Of course, the three registers we have just overwritten cannot be used
to access further BASIC variables unless we have taken steps to preserve them with another shell of pushes and pops around our assembler code.

However, it is safe to assume that LOCAL variables, including function parameters are indexed only by the EBP register, which is set up for us by PB at the beginning of the function, and it is not normally used for anything else unless you are desperate for a spare reg to make your algorithm zing.

Kent Sarikaya

Thanks for the explanation Charles and Theo. Amazing how you guys keep all of which compiler does what etc. The ASM files look different from compiler to compiler too.

Donald Darden

It's not usually pointed out, but RPN notation works well with ASM because it reduces complex instructions to their simplest form, wirking first with values (or variables), then performing the specified operation.  If you took a typical ASM operation, like ADD eax,a, and wrote it this way:  eax,a ADD, it would easily show the similarity in structure.

More specifically, the use of RPN favors a stack structure, but if we can limit or
confine our efforts to the general purpose registers, we will benefit because the registers are more quickly accessed.  Aside from the fact that some instructions are specific to certain registers, the use of the stack involves RAM memory, which has to be referenced via the stack pointer, which in term has to incremented or decremented, and this makes it quite a bit slower overall.

Another consideration with RPN is that it favors the retention and reuse of
intermediate results.  You can store them somewhere temporarily, then reintroduce them when needed, which can save computational time and effort.
One example of this capability is when multiplying a number by ten by using the
shift-and-add capabilities instead.  Let me describe the general principle and you can then play with it.

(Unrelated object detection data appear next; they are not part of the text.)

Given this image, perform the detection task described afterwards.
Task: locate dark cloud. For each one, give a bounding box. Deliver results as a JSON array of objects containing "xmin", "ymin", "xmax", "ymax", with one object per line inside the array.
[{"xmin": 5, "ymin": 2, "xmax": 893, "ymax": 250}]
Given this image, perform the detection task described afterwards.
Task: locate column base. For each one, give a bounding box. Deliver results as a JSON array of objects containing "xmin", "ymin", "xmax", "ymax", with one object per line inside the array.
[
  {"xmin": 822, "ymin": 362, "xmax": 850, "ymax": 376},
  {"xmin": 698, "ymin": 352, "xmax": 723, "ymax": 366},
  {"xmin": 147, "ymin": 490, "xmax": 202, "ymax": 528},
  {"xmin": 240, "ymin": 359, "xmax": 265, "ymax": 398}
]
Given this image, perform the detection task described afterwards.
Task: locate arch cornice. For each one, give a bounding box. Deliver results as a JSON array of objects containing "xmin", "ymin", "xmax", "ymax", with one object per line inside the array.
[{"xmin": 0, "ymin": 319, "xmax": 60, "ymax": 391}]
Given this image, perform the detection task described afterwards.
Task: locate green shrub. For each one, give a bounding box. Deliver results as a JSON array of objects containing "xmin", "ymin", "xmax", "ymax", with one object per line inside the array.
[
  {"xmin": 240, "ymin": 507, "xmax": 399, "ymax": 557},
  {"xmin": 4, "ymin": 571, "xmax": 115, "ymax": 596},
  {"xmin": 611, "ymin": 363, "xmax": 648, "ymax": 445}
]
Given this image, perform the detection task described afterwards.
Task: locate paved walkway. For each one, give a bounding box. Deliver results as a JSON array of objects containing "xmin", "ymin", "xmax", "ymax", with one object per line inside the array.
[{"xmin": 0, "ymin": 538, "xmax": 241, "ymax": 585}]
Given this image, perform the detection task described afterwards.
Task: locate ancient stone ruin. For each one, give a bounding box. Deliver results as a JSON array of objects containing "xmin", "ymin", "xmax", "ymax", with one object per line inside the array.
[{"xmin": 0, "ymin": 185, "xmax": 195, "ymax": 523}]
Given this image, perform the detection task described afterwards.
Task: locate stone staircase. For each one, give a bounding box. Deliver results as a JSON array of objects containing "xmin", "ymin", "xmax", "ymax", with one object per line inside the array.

Begin with some integer and call it x.  Copy the original x into EAX.    Then copy it from EAX into a second register.  Then shift EAX left two places, which
effectively multiplies your x value by four.  Add the value of x from the temporary register back into EAX, so that the total is now equivalent to five times x.  Then shift EAX left one more place, and your 5x will become 10x.  This
will work for any integer value of x, as long as the value when multipled does not result in a register overflow.  You can rearrange the shifts and adds slightly and get the same result.  For instance, start with a left shift of 1 bit, save the
temporary result, shift left two more places to the left, and add in the temporary result again.  There you are.

Unfortunately, there is no clever method available for dividing by ten, which
would be extremely useful for convirting base 2 numbers to base 10 (decimal).

Charles Pegge

#12
division

Yes the only way to divide a number (unless its a simple power of 2) is by
successive approximation/ This makes both CPU and FPU work very hard, taking more than 40 clocks, about 4 times longer than multiplying.

So whenever possible replace dividing factors with multiplying factors eg:
a*001 instead of a/1000.

multiplying EAX by ten

 ! shl eax,1
! mov ecx,eax
! shl eax,2
! add eax,ecx


This takes 4 clocks on the CPU instead of 10 using MUL, however floating point multiplications on the FPU are about 3 clocks!


RPN notation

A SHL DUP SHL SHL +

pretending that the EAX and ECX registers are part of a stack.



PS: the new Intel chips do things on half clocks so take my figures as being relative.

Donald Darden

While the FPU is highly optimized, there is still a time penalty for conversion of numbers to floating point form and back.  Since the PB compilers are optimized for
use with Longs (and will generally revert to floating point form for other numeric
types), your best bet for fastest code is to attempt to use Longs wherever possible.